Linda forwarded Tihomir's response:
- I would define approximate invariance as: non-invariance which is not statistically significant or is too small to be of practical importance, i.e., the differences between the parameters are either not statistically significant or too small in magnitude to be of practical significance.
Based on my experience with models using approximate measurement invariance, I still find it difficult to have a clear understanding of what is estimated to be "too smal in magnitude to be of practical significance" (as opposed to loadings that are estimated not to be approximately equal). Also, I don't think the reviewer of my paper would be satisfied with this explanation.
Do Tihomir or Bengt have an explanation that is short/clear enough to be used in a paper?
Due to multiple testing and uncertainty about what constitutes practical significance (which of course is subjective and can vary from person to person and application to application), we have used a complicated definition based on multiple tests and low p-values.

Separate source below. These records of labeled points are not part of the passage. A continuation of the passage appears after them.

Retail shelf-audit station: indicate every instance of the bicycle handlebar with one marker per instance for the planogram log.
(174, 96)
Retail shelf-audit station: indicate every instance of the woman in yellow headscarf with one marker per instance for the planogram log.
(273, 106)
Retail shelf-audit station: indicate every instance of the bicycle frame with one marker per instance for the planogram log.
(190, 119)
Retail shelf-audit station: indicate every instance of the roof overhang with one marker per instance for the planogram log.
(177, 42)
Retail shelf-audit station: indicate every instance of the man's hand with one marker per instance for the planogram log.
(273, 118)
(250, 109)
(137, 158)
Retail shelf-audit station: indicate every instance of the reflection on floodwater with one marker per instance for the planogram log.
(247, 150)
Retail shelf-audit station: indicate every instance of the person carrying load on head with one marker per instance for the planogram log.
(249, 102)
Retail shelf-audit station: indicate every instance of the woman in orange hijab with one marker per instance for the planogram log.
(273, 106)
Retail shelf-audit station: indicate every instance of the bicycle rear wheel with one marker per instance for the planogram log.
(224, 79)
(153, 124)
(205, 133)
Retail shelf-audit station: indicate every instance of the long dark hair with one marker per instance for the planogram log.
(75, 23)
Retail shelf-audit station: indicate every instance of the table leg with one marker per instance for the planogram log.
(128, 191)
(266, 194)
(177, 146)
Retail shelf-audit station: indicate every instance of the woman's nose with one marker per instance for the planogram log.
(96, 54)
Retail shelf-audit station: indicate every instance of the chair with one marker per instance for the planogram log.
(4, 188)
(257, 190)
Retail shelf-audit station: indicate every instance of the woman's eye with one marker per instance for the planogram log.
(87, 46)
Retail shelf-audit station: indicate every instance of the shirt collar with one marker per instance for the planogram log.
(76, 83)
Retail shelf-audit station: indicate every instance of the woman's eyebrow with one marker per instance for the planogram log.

Note however - that this is all a by product of the alignment estimation, and the estimation does not depend on that definition. You can choose to define it and use it in a different way.
Our intent however was to define it as exactly that "non-invariance which is not statistically significant or is too small to be of practical importance".
This discussion is very similar in nature to the discussion of "approximate fit" in SEM.
On the other hand, it is conceivable that we need some precise cutoff values in standardized metric (something similar to how EFA cross loadings of less than 0.3 are often considered of lesser practical importance). That would be a good research paper. I don't have a value I can recommend at this point.